The American Republic was founded upon a repudiation of this notion.



But in this area again, the Bush Administration has worked with determination to undo three hundred years of legal history and to reinstate tyrannical practices of the past.

In the end this concept of thought crime as a major tool for the enforcement of national security concerns is the gravest issue to arise from the Padilla case. It needs to be monitored and offset through legislation that will resurrect the legal values and principles that existed before Bush's wholesale onslaught against the Constitution began.

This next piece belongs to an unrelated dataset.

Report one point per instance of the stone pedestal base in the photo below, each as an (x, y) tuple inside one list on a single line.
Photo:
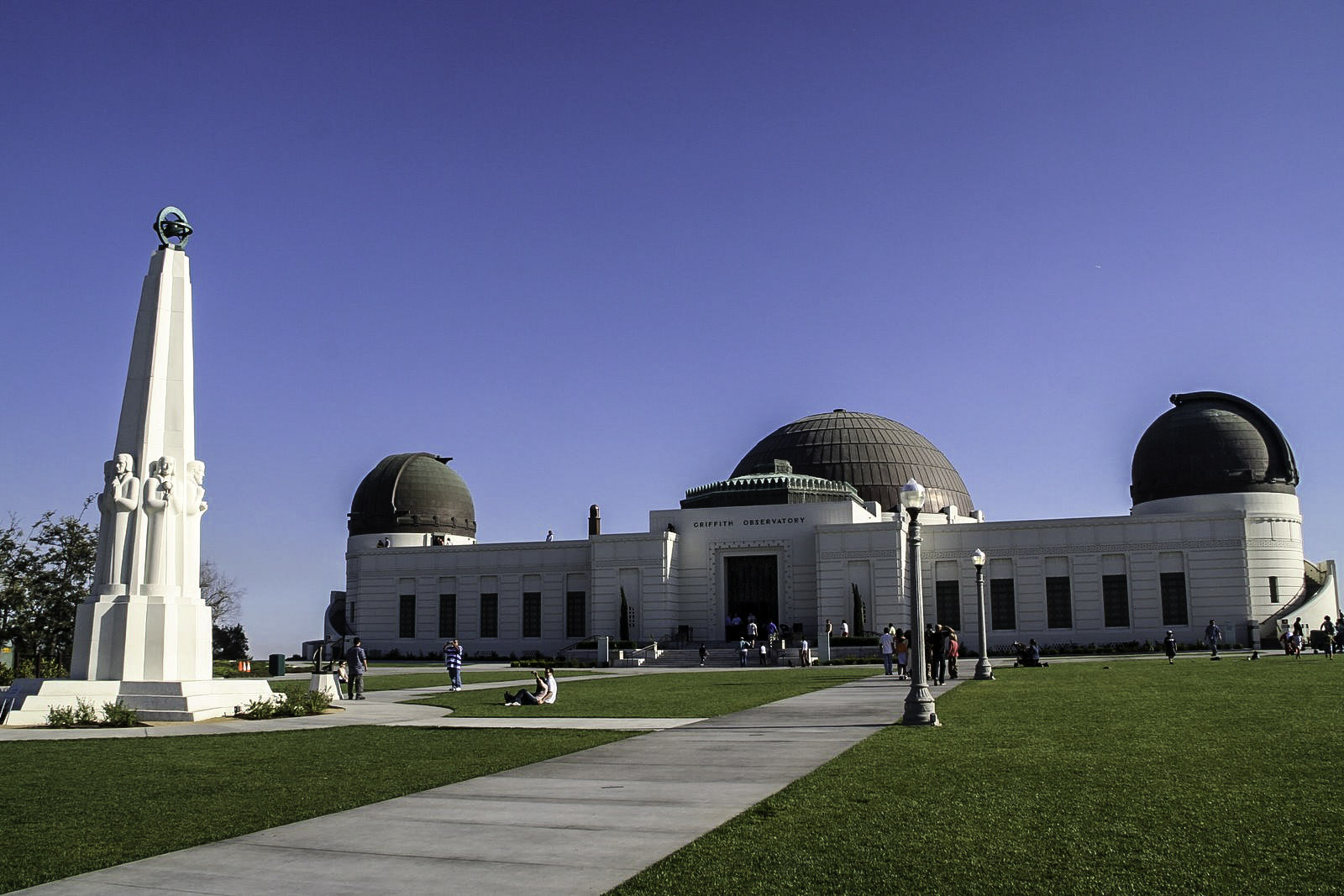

We can and must deter terror; we can and must conduct surveillance; we can and must find terror cells and plotters; and we need to fight them aggressively n the battlefield abroad and prosecute them carefully under the law if they are citizens at home. But the zeal and arrogance of Bush and Cheney have done this at the expense of the heart and soul of Western jurisprudence and constitutional liberty. They must not get away with it. Our inheritance is too precious to squander in a fit of panic, sadism and hubris.